▎ 摘　　要

In the present work, a novel hybrid nanocomposite of bimetallic Co-Ni hydroxide and polyaniline-modified partially reduced graphene oxide (PRGO) was assembled via in situ growth route for supercapacitor application. A series of characterizations demonstrated that large quantities of bimetallic Co-Ni hydroxide nanosheets could longitudinally grow on the surface of PRGO substrate and intercross together, forming a hierarchical honeycomb-like micro/nanostructure array. As-assembled CoNi(OH)(2)/PRGO nanocomposite showed a much higher specific capacitance of 2760 +/- 160 F g(-1) at 1.0 A g(-1) in three-electrode measurements, in comparison with pristine bimetallic Co-Ni hydroxide, Co(OH)(2)/PRGO, and Ni(OH)(2)/PRGO reference electrodes, which originated from the synergy effect between component units and unique three-dimensional conductive porous framework of nanocomposite, thereby greatly promoting the redox processes of metal ions and facilitating the ion diffusion between the electrolyte and the electrode, as well as the electron transfer. Furthermore, after 1000 charge-discharge cycles, as-assembled nanocomposite electrode possessed good cycling stability, along with a high 93.2% retention level of capacitance at 10 A g(-1).

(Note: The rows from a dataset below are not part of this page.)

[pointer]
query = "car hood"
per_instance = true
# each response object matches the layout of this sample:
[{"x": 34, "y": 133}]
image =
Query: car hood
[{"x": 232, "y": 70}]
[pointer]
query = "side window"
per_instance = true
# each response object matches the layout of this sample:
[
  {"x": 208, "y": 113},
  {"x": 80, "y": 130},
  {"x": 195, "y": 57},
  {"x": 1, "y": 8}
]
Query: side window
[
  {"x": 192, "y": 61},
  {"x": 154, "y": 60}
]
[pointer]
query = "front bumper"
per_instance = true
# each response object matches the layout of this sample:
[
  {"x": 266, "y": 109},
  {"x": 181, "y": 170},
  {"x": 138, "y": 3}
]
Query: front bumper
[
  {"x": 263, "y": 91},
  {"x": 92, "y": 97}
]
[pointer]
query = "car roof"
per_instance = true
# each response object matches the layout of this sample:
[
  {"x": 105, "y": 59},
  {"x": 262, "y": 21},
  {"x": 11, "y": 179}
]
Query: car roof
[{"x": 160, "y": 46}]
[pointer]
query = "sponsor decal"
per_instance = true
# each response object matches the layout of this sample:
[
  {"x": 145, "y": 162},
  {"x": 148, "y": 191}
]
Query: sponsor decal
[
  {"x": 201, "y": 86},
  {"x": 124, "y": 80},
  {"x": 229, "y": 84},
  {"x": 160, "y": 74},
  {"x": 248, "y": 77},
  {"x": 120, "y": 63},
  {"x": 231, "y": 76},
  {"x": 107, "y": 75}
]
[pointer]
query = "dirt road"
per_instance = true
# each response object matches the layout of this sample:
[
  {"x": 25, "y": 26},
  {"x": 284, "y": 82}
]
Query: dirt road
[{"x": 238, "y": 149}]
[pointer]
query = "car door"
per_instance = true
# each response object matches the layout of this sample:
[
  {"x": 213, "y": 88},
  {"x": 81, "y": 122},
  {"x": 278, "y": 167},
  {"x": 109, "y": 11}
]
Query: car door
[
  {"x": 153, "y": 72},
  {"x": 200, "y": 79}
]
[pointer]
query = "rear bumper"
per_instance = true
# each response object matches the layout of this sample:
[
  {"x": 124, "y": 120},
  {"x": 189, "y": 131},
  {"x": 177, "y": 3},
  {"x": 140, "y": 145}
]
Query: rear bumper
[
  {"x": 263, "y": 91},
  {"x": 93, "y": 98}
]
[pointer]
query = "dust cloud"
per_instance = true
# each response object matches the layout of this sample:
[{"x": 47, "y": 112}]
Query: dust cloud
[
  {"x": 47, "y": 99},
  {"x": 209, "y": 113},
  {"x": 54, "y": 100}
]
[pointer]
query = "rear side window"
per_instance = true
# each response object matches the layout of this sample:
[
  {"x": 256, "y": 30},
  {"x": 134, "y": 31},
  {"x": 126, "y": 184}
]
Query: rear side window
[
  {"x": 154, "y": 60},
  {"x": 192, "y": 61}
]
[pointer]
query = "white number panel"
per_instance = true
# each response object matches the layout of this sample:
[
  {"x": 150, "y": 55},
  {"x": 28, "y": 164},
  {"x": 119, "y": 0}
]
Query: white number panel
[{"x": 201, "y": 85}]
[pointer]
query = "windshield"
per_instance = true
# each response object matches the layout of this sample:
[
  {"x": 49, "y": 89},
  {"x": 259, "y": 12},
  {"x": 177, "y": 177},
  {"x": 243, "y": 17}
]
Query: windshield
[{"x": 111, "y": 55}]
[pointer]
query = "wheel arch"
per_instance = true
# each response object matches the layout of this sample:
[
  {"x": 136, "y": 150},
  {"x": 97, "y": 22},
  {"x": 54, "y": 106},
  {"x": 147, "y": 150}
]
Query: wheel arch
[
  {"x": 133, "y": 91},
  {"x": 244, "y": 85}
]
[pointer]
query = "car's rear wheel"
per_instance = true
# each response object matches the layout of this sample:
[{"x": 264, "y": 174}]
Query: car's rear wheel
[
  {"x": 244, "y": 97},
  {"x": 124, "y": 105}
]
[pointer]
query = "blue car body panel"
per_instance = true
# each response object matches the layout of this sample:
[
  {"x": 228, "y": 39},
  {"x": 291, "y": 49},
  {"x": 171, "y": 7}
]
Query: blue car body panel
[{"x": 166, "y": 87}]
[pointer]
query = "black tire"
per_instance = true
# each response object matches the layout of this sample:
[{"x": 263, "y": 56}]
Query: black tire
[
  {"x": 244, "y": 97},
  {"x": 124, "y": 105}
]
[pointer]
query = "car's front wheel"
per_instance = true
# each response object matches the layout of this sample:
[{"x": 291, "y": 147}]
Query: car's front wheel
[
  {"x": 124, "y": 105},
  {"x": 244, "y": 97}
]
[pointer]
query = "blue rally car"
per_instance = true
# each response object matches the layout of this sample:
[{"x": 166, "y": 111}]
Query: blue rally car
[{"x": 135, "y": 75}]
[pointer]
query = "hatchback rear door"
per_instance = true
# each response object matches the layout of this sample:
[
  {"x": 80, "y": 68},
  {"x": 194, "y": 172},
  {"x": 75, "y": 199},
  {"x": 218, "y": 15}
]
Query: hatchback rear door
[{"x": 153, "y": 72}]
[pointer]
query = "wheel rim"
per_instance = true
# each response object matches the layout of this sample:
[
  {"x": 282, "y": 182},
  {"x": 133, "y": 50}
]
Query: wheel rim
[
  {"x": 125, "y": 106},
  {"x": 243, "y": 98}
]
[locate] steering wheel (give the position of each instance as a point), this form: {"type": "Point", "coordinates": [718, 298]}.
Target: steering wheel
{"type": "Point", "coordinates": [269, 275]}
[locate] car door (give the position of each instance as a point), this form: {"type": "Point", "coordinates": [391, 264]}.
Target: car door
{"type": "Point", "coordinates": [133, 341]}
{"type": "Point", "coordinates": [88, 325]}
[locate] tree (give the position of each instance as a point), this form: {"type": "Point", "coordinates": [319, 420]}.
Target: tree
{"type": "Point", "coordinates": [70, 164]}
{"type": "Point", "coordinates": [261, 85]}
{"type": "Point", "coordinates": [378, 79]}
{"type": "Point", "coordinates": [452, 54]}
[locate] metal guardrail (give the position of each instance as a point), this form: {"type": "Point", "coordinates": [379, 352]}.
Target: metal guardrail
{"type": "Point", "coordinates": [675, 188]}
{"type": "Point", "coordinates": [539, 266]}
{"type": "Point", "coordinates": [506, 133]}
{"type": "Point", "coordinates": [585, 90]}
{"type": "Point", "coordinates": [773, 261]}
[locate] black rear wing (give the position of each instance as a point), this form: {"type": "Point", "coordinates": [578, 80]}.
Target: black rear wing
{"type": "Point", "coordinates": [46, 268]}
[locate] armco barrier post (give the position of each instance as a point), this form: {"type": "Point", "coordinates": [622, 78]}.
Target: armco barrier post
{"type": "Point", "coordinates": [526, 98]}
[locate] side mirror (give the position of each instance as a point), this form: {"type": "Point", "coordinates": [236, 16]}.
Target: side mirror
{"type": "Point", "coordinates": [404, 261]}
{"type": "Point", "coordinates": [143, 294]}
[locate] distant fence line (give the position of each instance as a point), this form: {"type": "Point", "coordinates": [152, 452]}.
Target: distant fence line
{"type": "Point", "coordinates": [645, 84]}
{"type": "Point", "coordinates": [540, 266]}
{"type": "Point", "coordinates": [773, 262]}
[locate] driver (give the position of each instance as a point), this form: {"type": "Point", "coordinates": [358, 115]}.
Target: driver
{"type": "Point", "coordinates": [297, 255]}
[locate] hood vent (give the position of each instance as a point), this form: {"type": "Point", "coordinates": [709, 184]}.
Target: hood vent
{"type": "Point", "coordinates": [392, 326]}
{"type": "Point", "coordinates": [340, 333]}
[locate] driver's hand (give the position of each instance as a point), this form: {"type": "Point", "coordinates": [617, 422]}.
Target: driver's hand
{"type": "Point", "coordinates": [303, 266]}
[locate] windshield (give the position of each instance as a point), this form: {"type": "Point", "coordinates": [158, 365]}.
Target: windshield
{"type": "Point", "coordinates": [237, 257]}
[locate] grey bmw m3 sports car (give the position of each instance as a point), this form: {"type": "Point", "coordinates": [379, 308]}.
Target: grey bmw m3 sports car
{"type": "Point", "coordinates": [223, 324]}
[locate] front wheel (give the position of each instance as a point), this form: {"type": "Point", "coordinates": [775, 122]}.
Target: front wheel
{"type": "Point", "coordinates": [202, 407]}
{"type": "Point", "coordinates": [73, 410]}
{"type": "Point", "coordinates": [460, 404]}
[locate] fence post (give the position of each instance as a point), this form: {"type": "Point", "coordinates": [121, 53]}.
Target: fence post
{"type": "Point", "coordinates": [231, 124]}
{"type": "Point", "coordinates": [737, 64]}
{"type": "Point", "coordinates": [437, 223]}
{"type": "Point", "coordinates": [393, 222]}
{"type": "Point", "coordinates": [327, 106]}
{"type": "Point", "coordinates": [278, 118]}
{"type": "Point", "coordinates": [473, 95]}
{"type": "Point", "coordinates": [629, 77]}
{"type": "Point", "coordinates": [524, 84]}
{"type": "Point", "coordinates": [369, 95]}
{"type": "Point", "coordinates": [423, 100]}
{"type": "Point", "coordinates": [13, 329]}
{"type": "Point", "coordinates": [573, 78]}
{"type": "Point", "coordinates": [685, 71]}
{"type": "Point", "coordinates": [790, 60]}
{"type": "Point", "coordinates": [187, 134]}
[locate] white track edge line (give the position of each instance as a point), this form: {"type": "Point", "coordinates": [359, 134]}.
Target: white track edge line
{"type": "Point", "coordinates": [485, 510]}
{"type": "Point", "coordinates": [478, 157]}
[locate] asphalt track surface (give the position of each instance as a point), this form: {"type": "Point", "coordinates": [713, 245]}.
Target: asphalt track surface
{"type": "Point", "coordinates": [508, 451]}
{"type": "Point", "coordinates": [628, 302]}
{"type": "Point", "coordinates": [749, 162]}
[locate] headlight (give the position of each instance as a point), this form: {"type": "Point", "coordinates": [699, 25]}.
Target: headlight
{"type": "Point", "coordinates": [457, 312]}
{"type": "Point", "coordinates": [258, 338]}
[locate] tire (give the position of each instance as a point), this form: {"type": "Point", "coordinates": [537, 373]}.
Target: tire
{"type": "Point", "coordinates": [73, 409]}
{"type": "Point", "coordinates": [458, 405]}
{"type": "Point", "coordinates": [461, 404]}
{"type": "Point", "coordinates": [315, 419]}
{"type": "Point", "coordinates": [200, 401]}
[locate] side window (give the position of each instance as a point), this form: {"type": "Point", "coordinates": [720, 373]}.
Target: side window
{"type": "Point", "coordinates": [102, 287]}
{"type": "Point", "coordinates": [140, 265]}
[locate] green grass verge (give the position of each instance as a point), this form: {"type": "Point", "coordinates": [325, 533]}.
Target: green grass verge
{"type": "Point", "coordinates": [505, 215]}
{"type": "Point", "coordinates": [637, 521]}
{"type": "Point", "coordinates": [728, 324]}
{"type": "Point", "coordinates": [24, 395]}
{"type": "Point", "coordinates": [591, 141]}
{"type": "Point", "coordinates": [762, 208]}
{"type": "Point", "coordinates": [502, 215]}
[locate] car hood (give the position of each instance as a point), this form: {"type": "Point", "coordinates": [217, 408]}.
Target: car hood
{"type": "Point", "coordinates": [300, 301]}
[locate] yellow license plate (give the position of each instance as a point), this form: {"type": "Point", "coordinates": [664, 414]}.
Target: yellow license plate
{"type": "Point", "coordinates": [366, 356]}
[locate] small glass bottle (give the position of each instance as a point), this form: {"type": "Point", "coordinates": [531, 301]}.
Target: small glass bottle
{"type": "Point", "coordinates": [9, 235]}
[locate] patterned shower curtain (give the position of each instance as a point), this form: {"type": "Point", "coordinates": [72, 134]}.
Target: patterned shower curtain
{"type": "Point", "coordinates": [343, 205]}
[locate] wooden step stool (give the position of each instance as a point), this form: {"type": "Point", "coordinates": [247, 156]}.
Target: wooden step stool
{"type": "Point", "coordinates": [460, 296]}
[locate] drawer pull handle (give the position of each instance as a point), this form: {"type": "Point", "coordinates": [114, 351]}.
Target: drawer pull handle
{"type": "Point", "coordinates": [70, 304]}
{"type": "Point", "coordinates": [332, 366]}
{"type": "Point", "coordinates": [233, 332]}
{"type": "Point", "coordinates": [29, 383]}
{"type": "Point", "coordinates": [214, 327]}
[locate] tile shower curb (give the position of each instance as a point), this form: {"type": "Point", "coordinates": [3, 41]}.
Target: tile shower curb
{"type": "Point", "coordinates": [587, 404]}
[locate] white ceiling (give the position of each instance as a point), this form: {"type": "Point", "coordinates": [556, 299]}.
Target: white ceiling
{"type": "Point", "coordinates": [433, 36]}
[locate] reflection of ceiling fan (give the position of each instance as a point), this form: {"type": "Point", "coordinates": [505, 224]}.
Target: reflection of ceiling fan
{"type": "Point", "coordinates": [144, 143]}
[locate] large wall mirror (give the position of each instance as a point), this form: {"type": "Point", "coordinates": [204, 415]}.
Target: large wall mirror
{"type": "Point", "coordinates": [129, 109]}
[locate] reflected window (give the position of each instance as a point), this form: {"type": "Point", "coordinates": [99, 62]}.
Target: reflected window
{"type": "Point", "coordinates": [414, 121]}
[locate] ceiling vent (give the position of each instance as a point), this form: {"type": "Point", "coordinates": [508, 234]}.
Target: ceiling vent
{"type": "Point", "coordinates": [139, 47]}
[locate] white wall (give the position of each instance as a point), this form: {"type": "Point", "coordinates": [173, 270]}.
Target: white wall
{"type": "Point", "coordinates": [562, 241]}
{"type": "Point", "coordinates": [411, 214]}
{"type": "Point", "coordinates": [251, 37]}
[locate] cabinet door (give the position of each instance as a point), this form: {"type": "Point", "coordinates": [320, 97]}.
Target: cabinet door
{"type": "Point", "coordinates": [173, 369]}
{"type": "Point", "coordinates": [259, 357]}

An asymmetric flexible all-solid-state supercapacitor device was equipped with poly (vinyl alcohol) film as the solid electrolyte, and as-assembled CoNi(OH)(2)/PRGO as the positive electrode delivered a 74.84 +/- 1.46 wh kg(-1) energy density and a 374.34 +/- 0.15 w kg(-1) power density at 0.5 A g(-1), indicating good supercapacitor performance for energy storage and applications in flexible and wearable electronics.